Dooley v. Massanari

MEMORANDUM **

We have jurisdiction under 28 U.S.C. § 1291, and we reverse and remand.

It is not clear whether Dr. Smulovitz’s opinion on the ultimate issue of Dooley’s disability was based on mental, physical, or a combination of physical and mental, impairments. Because of this ambiguity, we cannot conclude that the decision of the Administrative Law Judge (ALJ) to reject Dr. Smulovitz’s opinion was supported by substantial evidence in the record.1 Moreover, because Dooley *696successfully demonstrated that he could no longer engage in his former occupation, “it was incumbent on the [Commissioner] to show that there were other types of work which Dooley was capable of doing.”2 Thus, the Commissioner-not Dooley-had the burden of clarifying the ambiguity, and the Commissioner failed to do so.3 We therefore remand the case to the district court with instructions that it remand the case to the ALJ, under sentence four of 42 U.S.C. § 405(g),4 for further administrative proceedings.5

REVERSED AND REMANDED.

This disposition is not appropriate for publication and may not be cited to or by the courts of this circuit except as may be provided by Ninth Circuit Rule 36-3.

. If Dr. Smulovitz's opinion was based on physical, or a combination of physical and mental, impairments, then the opinions of Drs. Redner, Lechnyr, and Glusman were no bases for rejecting it. Although Dr. Redner opined that Dooley was not disabled "based on cognitive or emotional factors,” she also concluded that the combination of mental and physical factors may meet disability criteria. Dr. Lechnyr opined that Dooley was not "totally disabled from a chronic pain standpoint,” but recognized that Dooley may have some "physical limitation problems.” Dr. Glusman did not describe the extent of the limitations on Dooley's ability to work, nor did he conclude whether Dooley is physically disabled or not.

*696As a result, if Dr. Smulovitz's opinion was based on physical, or a combination of physical and mental, impairments, it was uncontradicted, and the ALJ's finding that Dr. Smulovitz's opinion was inconsistent with his own clinical examination was not a “clear and convincing” reason for rejecting that opinion.

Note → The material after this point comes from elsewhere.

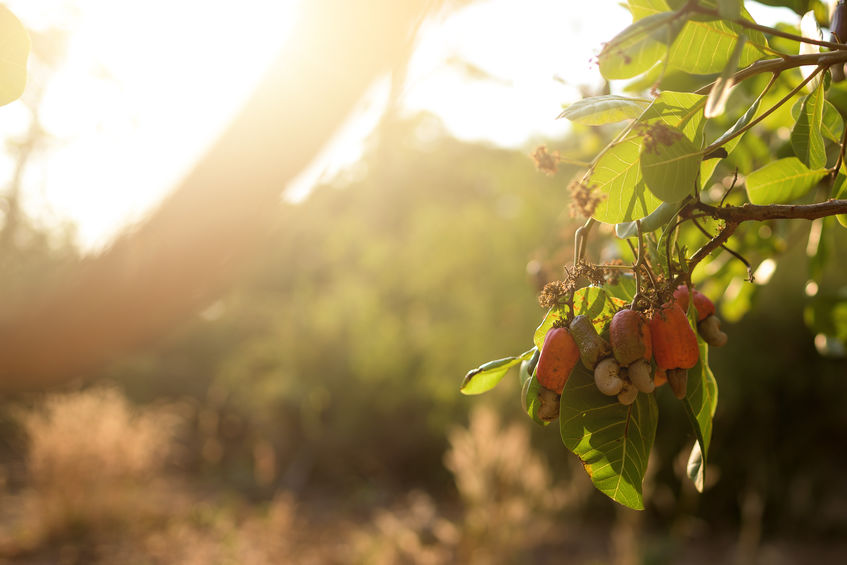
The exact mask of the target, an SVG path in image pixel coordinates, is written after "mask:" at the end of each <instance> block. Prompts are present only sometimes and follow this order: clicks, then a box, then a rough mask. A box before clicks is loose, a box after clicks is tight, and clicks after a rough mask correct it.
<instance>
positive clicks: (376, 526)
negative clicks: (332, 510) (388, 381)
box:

Lester v. Chater, 81 F.3d 821, 830 (9th Cir. 1995) (quotations omitted) (ALJ required to provide "clear and convincing” reasons for rejecting uncontradicted opinions of treating and examining physicians).

. Beecher v. Heckler, 756 F.2d 693, 695 (9th Cir.1985) (quotations and alterations omitted) (reversing the denial of benefits and remanding).

. Id.

. See Shalala v. Schaefer, 509 U.S. 292, 296-97, 113 S.Ct. 2625, 125 L.Ed.2d 239 (1993).

. As a result, we do not reach Dooley’s other claims on appeal. However, we note that, after additional evidence regarding Dooley’s ability to perform other work is obtained, the ALJ may need to reexamine Dooley’s pain testimony and modify his vocational hypothetical to more accurately represent Dooley's limitations. Also, on remand, Dooley is entitled to present to the ALJ the medical source statements that he submitted for the first time in his motion to reopen before the Appeals Council.